To help prevent your pet from finding antifreeze:
- Store any unused antifreeze in a safe location out of the reach of your pet.
- Make sure your car is not leaking antifreeze.
- Be aware of your pet’s surroundings when you are walking them in cold weather because other people may be using antifreeze.
There are “pet-safe” antifreeze products. “Pet-safe” products use propylene glycol instead of ethylene glycol. Propylene glycol is much less toxic than ethylene glycol, but it is not risk-free. Propylene glycol can still be toxic if ingested, but it takes a much more significant amount for poisoning to occur. And although it is a safer choice, cats are more susceptible to ethylene glycol than dogs, so be aware of any of these products around your cats.
Other Dangers in Inclement Weather
Cold weather makes it hard for stray pets, too. Stray cats are known for seeking out warm places to sleep. If your car is out in the cold, give it a tap on the hood before you start it up. If a stray cat makes your engine its home for the night that loud tap will scare it away so you don’t harm it when you start your car.

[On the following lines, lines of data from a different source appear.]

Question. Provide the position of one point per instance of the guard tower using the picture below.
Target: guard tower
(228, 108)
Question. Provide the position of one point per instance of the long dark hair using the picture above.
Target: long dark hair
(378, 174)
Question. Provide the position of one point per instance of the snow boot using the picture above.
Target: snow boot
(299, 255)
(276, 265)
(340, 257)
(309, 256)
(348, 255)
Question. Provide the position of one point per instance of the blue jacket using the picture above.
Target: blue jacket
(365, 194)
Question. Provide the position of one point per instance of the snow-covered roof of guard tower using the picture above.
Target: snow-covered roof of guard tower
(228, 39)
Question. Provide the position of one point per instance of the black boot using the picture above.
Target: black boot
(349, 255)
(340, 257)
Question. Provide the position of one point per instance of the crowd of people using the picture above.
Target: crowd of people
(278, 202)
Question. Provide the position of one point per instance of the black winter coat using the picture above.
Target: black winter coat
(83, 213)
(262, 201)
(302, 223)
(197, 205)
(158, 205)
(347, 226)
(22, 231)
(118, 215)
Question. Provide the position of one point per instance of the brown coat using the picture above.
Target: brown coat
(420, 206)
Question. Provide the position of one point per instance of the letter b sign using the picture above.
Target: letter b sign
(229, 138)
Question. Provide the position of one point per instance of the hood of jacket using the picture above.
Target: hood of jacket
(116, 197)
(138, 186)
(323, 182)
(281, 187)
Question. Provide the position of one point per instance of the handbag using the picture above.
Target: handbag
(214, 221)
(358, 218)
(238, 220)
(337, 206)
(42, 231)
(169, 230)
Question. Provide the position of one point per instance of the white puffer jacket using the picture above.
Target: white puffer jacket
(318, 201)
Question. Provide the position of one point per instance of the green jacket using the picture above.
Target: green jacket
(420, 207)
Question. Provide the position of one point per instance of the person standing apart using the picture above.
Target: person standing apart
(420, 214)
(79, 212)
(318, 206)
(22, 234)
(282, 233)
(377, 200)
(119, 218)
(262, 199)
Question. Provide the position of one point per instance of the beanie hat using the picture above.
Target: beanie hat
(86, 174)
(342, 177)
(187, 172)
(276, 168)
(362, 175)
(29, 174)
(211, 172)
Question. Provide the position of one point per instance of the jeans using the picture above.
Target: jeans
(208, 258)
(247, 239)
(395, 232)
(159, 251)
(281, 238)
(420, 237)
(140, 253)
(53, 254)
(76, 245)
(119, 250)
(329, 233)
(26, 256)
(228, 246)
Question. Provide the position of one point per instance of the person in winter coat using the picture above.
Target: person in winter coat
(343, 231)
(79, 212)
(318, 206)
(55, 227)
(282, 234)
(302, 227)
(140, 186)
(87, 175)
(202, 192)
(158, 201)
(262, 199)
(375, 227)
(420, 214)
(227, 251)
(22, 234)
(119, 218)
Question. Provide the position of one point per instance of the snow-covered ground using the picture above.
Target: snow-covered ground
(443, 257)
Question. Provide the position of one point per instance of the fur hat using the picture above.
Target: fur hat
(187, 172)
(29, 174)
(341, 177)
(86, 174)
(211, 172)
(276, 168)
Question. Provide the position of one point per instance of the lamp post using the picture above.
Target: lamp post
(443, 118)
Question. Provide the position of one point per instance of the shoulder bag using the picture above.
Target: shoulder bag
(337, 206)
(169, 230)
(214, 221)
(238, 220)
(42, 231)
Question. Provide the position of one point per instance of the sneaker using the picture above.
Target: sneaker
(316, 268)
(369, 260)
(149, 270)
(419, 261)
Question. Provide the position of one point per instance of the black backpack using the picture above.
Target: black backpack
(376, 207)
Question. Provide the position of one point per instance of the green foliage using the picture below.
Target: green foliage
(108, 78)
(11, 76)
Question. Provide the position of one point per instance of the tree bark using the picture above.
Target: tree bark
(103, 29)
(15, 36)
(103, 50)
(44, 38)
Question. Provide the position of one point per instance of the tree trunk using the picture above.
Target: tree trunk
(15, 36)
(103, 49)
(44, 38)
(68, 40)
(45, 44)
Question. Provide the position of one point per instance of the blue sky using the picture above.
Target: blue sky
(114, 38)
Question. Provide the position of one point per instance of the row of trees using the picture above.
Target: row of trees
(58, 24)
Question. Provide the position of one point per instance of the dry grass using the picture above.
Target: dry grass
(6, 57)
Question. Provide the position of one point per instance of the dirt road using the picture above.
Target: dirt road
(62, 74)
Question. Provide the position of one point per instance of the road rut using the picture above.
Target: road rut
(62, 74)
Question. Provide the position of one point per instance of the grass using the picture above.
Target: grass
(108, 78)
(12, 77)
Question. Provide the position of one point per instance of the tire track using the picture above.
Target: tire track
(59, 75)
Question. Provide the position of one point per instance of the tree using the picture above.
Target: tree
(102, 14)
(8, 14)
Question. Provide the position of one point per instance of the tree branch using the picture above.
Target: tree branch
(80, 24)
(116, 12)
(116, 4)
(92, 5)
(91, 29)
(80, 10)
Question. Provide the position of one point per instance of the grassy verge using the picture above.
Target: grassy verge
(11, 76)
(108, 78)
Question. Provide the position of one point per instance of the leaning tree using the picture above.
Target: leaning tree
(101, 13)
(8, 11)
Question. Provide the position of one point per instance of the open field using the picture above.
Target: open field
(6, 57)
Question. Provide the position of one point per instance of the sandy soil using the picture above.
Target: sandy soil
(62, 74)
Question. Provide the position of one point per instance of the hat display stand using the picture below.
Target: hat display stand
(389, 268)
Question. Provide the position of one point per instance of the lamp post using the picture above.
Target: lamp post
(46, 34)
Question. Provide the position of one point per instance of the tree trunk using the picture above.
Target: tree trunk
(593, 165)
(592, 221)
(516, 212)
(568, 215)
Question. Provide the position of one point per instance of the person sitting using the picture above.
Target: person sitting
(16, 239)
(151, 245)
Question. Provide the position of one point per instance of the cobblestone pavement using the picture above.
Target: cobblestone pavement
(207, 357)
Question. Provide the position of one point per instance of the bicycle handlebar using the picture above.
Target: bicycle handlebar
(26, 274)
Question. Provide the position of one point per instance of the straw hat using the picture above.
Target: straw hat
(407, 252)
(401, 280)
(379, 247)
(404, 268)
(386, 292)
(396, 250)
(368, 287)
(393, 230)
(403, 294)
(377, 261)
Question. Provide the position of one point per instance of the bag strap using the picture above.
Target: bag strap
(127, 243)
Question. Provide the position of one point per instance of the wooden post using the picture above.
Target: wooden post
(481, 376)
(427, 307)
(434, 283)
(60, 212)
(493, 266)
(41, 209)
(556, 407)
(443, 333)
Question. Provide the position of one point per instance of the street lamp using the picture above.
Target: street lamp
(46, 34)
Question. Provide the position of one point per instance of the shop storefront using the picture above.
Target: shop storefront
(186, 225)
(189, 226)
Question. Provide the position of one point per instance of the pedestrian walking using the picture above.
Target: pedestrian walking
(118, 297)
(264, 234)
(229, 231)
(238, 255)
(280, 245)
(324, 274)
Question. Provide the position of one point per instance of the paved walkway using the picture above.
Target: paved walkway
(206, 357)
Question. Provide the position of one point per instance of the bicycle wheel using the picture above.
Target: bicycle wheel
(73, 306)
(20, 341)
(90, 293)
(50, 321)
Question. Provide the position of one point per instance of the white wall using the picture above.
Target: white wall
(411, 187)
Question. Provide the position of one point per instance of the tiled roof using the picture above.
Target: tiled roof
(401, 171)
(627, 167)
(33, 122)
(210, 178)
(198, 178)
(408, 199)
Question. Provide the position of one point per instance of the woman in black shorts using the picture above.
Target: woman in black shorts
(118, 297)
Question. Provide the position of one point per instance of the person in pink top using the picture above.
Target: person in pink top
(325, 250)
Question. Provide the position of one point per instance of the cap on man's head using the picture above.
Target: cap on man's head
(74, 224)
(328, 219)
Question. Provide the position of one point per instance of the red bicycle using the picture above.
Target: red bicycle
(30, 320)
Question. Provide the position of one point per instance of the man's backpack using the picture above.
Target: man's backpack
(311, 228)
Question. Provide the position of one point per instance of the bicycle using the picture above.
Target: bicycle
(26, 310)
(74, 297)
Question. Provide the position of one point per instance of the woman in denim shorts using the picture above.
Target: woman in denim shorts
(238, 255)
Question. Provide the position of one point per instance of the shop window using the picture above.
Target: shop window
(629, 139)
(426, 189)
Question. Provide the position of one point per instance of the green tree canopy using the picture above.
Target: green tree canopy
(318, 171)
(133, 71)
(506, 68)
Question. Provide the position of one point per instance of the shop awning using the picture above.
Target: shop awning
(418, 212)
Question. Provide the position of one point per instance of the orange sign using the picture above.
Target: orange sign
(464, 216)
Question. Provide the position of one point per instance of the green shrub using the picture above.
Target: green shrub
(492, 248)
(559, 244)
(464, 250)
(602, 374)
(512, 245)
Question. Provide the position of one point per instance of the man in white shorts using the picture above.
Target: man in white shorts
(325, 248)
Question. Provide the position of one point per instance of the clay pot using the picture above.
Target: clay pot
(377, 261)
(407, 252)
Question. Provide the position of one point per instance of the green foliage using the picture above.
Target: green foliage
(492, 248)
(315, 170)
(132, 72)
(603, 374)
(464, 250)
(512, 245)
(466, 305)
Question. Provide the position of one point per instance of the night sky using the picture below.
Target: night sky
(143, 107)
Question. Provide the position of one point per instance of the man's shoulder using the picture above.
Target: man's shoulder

Also, ice can be hazardous for our pets just because it’s ice. Slipping and sliding, or even cutting up their paws from sharp ice. For your dog, consider booties to help them have traction or a harness so that you can more easily pick them up if they should slip.
When it comes to cold weather, always be aware of your surroundings and know your pet. Some will love wintery walks and playing in the snow, and others would like a warm lap by the fire. No matter what, we can all make choices to keep our pets safe in wintertime.
What other hazards do you watch out for in the wintertime to help protect your cat or dog?